# Sous chef hours



## nolachef (Jan 31, 2008)

This is a question for all sous chefs out there or the equivalent of a sous but with a different title.

Roughly how many hours a day and how many days a week do you work during busy season?

How many during slow season?

If you are fortunate enough to work somewhere that isn't affected by the season. Then whats the average for you.

Just trying to settle a discussion between myself and another chef friend.

Thanks


----------



## cacook (Jan 18, 2006)

I'm not a sous...but the sous' where I work typically work 5 days a week (sometimes 6), and anywhere from 10-14 hours a day.


----------



## jigz369 (Apr 20, 2007)

I had occasion to be the sous at a local golf course. I was there for 17 months, 2 full summer seasons. I do not know how many hours I put in exactly. When I was released, the company continued to pay me for the next 11 weeks to make up for all the OT I put in. Sounds like 440hrs OT in 2 busy summer seasons. It was not uncommon for me to arrive at 8am and not leave until 11pm at night.
Just my opinion though....


----------



## foodpump (Oct 10, 2005)

Most Sous are management positions, and most are paid on a monthly salary.

The short answer to your question is: Depends. Mostly depends on what you negotiated. During the Christmas rush it is expected to work 6 or 7 days per week, and during the dead season you might get 4 days a week. But since it is a salaried position, alot of the work falls on you and then reluctantly goes to hourly positions.


----------



## kuan (Jun 11, 2001)

It varies of course. Mine used to work 40 as much as possible, maybe 50 during the holidays.

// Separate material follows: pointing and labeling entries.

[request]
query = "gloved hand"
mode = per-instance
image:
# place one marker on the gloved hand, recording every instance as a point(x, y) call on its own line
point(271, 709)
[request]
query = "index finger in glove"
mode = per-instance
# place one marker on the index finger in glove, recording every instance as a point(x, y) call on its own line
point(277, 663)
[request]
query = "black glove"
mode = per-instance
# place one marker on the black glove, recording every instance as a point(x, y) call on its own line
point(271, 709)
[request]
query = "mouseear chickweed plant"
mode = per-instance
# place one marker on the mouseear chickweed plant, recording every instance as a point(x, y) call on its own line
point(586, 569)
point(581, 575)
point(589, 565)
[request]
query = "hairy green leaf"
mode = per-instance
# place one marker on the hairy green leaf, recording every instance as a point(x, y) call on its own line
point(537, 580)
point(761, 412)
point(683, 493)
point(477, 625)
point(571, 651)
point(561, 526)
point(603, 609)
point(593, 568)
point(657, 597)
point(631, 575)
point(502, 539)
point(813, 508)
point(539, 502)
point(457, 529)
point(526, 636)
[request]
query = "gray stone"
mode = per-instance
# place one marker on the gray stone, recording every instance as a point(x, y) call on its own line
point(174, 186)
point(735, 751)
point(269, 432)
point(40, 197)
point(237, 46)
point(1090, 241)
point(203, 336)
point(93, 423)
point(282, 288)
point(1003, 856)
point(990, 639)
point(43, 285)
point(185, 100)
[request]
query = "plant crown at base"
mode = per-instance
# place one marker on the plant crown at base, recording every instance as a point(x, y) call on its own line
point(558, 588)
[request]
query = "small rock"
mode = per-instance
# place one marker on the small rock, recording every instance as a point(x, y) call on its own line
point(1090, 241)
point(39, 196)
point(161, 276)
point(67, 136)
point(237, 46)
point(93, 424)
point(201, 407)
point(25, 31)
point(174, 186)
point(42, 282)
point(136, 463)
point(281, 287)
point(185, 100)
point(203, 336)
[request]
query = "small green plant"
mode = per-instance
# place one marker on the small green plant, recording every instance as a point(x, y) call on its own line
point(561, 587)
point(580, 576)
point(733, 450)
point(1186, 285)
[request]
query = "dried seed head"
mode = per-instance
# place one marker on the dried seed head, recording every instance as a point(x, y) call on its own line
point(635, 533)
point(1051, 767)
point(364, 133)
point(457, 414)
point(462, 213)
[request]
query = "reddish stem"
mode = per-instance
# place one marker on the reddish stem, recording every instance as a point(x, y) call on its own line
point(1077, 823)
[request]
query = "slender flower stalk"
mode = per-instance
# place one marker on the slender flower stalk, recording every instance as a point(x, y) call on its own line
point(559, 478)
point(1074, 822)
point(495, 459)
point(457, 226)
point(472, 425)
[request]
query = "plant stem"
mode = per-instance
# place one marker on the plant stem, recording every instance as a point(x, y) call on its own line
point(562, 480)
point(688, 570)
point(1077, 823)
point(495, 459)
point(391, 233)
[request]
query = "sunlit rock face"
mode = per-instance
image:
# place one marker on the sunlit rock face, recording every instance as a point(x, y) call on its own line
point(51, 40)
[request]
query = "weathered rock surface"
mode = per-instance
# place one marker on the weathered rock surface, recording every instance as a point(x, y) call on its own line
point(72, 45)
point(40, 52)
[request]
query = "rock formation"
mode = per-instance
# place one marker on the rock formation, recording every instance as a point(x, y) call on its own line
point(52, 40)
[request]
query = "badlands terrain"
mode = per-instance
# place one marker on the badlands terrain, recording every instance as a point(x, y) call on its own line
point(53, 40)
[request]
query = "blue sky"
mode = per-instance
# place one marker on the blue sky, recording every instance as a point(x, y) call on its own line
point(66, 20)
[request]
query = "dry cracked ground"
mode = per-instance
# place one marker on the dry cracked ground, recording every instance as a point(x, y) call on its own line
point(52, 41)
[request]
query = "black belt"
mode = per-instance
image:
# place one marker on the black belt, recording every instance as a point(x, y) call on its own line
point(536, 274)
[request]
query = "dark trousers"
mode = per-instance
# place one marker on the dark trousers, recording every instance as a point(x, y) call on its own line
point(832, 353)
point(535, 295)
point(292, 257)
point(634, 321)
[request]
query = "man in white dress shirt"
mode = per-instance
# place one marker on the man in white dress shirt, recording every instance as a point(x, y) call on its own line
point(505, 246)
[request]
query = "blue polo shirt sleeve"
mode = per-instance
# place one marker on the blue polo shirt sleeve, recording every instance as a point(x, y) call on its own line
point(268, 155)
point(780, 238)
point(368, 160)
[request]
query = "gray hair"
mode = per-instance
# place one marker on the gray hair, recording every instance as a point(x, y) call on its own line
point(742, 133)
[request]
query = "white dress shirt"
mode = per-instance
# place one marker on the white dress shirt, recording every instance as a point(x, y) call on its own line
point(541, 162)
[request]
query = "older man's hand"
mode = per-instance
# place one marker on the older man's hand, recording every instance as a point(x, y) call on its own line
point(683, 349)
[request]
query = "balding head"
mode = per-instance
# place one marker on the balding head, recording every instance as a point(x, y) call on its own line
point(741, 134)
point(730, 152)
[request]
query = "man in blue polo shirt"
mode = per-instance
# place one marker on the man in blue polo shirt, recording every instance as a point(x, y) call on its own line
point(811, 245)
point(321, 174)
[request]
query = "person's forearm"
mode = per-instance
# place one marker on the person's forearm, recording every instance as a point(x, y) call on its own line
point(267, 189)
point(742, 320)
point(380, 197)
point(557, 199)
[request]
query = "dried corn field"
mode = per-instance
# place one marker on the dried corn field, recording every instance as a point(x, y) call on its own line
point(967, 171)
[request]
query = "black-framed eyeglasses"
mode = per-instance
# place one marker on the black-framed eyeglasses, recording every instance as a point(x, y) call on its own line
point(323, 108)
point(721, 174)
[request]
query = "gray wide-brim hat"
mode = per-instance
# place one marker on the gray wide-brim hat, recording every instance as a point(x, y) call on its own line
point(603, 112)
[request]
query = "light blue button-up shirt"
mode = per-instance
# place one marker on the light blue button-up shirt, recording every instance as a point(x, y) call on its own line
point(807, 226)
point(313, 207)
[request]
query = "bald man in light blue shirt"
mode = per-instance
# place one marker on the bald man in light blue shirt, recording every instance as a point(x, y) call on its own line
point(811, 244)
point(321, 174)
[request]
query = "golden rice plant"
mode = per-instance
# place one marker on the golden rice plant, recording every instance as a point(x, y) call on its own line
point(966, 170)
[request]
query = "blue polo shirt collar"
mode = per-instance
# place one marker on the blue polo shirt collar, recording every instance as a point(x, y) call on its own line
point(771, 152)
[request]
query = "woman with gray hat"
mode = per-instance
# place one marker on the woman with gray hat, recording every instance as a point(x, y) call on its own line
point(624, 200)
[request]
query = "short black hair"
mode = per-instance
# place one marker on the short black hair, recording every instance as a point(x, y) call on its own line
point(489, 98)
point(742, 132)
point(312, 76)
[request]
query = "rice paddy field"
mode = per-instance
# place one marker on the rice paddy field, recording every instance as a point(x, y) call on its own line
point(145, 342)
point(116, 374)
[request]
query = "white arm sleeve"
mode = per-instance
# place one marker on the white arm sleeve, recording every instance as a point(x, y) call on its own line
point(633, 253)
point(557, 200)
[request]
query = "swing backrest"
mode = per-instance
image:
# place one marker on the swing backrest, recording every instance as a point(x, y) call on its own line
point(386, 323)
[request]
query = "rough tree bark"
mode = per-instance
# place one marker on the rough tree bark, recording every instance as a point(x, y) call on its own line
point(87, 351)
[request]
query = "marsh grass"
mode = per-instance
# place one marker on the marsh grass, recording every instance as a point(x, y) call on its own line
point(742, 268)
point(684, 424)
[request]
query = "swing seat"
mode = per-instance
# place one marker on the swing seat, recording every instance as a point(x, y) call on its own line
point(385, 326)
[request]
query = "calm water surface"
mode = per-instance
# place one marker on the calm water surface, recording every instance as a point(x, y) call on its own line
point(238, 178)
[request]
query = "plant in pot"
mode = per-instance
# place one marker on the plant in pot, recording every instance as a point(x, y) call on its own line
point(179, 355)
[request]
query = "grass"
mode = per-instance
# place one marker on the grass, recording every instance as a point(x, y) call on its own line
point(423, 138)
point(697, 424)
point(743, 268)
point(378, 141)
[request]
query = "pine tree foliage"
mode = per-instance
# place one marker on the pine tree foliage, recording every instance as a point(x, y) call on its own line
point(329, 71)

When I was banquet sous (banquet chef) I worked 70 a lot. Restaurant sous chef was much easier. The hours went by quicker. All of a sudden it's time to cleanup already. Maybe 50ish hours as restaurant sous, not counting the hours at the bar after the restaurant closed of course.


----------



## anneke (Jan 5, 2001)

15 hrs/day, 6-7 days/week on the busy season. During the slow season we laid off everyone so I still had to do everything. I was salary. What was I thinking.... I think sous are easy targets for abuse.


----------



## nolachef (Jan 31, 2008)

Thanks for the responses....Most sous are underpaid and over worked. 
I am trying to find a happy medium with mine.


----------



## phaedrus (Dec 23, 2004)

When I was a Sous Chef I worked about 50+. Sometimes much more, occasionally a bit less.


----------